The Division continues to leverage the expertise of various experts hired to give insights into the market and industry practices in its investigations and litigation.  These experts are affiliated with the Division’s specialized units, where they advise unit staff on particular investigations and help develop forward-looking risk-based initiatives.  They are also available to other Enforcement staff for consultation on investigations and litigation. 

Data Analytics

In collaboration with the rest of the agency, Enforcement is increasingly using large-scale data analysis to assist in the identification of leads and to conduct more sophisticated investigations.  The Division is focused on developing tools that allow us to use the data we have available to us to develop leads in a number of areas, including insider trading, market structure, and financial reporting investigations.  For example, the Division is partnering with the Division of Economic and Risk Analysis to develop a tool that will enable the staff to detect anomalous financial results disclosed in public company filing data.  We also are affirmatively using an advanced investigative and analytical tool platform to assist with insider trading and microcap fraud investigations, thereby streamlining these investigations significantly, and in some cases identifying misconduct that previously might not have been identified.  The Commission will continue to take advantage of its improved information processing and analytic capabilities in its efforts to identify, punish, and deter misconduct.

*                      *                      *

Thank you for inviting me to discuss the Division of Enforcement.  I am happy to answer any questions.


[1]  See SEC Spotlight on the Financial Reporting and Audit Task Force, available at

[2] The financial penalty imposed to sanction and deter the municipality’s misconduct was paid from the relevant project’s operating funds without directly impacting taxpayers.

[3]  See SEC Spotlight on Insider Trading Cases, available at

[4]  Microcap securities are low-priced stocks issued by the smallest of companies.

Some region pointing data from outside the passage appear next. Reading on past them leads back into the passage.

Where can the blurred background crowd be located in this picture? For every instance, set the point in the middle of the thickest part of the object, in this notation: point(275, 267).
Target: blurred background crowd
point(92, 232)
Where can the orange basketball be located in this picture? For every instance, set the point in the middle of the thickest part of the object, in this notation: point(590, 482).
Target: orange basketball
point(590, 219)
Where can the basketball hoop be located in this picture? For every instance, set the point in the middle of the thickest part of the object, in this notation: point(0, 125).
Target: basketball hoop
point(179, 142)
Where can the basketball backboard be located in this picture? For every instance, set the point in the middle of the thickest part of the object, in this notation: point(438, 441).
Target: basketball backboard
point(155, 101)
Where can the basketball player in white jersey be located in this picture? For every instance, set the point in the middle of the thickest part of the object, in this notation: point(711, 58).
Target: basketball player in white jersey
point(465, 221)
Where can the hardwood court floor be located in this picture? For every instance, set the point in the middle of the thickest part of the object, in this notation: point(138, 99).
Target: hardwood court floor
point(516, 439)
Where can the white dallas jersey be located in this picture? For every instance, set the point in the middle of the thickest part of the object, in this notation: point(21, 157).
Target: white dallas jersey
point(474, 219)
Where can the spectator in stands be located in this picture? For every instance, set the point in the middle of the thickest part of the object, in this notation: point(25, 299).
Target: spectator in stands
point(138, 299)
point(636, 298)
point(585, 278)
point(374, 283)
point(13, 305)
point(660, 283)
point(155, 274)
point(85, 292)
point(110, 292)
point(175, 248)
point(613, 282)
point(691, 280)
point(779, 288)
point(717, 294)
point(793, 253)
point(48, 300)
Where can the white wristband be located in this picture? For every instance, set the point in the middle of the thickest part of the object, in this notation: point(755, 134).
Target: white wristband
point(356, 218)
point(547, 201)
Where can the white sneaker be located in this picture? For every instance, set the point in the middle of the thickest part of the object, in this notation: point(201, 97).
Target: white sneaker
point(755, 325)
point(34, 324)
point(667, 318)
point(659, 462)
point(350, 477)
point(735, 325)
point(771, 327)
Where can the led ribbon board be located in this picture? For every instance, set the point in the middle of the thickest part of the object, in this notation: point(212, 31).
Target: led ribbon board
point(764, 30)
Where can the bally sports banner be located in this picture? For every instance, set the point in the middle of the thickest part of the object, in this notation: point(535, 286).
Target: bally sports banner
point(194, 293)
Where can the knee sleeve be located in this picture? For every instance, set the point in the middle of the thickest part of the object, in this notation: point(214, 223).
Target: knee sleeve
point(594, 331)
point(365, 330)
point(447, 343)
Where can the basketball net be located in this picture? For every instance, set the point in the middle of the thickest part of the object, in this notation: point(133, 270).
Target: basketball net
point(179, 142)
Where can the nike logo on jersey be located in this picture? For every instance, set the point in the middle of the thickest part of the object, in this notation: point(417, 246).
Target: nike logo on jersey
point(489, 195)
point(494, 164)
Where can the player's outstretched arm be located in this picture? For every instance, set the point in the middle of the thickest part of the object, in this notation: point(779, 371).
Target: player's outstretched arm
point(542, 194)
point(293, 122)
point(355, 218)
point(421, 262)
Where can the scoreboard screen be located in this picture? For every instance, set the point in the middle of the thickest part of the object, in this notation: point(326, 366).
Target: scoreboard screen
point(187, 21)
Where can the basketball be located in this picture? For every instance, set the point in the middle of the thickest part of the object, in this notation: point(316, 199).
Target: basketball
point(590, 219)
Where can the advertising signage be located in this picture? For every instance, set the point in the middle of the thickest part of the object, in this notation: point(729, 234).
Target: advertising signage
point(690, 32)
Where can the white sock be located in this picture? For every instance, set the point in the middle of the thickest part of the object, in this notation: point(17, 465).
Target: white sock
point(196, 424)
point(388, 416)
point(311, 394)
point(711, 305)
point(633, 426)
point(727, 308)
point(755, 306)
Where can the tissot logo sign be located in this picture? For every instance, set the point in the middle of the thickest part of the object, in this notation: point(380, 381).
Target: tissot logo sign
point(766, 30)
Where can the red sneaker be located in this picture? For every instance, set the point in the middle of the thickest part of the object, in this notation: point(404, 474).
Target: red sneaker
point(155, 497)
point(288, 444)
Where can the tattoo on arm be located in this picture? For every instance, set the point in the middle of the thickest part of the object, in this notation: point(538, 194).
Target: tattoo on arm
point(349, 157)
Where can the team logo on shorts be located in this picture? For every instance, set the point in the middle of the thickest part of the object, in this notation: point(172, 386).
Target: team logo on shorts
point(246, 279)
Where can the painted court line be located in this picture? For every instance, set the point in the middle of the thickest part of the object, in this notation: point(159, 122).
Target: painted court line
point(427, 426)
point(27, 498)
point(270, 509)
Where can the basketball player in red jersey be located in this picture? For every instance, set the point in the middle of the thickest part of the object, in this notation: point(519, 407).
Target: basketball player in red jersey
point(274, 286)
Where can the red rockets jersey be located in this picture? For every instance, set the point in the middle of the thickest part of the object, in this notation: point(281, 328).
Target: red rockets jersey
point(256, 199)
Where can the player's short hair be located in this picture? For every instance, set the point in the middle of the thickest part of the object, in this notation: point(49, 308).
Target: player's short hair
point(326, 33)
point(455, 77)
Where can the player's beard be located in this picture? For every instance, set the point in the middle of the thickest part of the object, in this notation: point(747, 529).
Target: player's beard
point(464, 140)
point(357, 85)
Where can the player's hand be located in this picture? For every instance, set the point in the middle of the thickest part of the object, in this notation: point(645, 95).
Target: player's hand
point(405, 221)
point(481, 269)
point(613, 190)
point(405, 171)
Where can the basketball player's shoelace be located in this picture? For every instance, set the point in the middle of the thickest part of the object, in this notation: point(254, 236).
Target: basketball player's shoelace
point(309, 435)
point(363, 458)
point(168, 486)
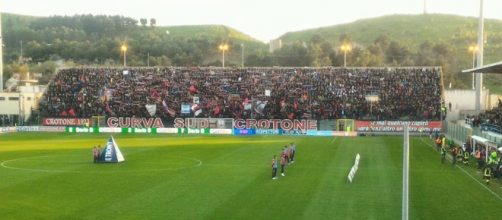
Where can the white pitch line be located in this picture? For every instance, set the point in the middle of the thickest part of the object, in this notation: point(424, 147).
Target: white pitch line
point(463, 170)
point(4, 165)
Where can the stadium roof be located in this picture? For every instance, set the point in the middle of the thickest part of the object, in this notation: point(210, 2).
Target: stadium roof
point(490, 68)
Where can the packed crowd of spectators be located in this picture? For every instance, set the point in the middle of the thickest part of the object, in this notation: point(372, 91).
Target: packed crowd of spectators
point(295, 93)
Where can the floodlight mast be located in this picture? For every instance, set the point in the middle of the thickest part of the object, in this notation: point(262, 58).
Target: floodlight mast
point(479, 76)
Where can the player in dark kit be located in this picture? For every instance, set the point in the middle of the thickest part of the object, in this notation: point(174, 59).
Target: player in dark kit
point(283, 163)
point(95, 153)
point(292, 152)
point(274, 167)
point(285, 152)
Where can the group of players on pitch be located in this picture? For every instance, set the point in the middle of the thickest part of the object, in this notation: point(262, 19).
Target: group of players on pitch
point(492, 166)
point(287, 158)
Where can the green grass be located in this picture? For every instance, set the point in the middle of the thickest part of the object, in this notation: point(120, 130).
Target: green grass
point(51, 176)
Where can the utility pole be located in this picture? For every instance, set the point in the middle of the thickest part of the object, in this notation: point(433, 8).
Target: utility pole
point(1, 56)
point(481, 39)
point(425, 7)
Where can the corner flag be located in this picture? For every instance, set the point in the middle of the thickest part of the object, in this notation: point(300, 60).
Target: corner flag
point(111, 153)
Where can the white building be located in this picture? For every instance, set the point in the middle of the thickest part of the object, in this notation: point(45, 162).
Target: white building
point(16, 107)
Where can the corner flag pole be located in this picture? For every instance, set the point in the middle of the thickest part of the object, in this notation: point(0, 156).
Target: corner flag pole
point(406, 166)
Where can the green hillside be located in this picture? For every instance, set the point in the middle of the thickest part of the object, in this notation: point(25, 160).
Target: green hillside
point(412, 30)
point(96, 39)
point(395, 40)
point(453, 34)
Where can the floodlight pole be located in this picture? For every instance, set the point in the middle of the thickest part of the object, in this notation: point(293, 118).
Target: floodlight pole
point(479, 76)
point(406, 169)
point(1, 56)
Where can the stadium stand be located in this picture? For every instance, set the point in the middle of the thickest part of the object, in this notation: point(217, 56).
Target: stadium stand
point(323, 93)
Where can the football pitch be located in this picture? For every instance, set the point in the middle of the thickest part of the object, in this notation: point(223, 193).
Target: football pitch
point(52, 176)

[5]  “Pump-and-dump” schemes involve the touting of a company’s stock (typically microcap companies) through false and misleading statements to the marketplace.  These false claims are often made on social media such as Facebook and Twitter, as well as on electronic bulletin boards and chat rooms.  Often the promoters will claim to have “inside” information about an impending development or to use an “infallible” combination of economic and stock market data to pick stocks.  In reality, they may be company insiders or paid promoters who stand to gain by selling their shares after the stock price is “pumped” up by the buying frenzy they create.  Once these fraudsters “dump” their shares and stop hyping the stock, the price typically falls, and investors lose their money.

[6]  A pyramid scheme is a type of fraud in which participants profit almost exclusively through recruiting other people to participate in a particular program.

[7]  See SEC Investor Bulletin, Beware of Pyramid Schemes Posing as Multi-Level Marketing Programs (Oct. 1, 2013), available at

[8]  See SEC Spotlight on FCPA Cases, available at

[9]  See A Resource Guide to the U.S. Foreign Corrupt Practices Act, available at

[10]  In many cases, the Commission determines that it is appropriate to continue to settle on a “no admit, no deny” basis, as do other federal agencies and regulators with civil enforcement powers.  This practice allows the Commission to get significant relief, eliminate litigation risk, return money to victims more expeditiously, and conserve our enforcement resources for other matters.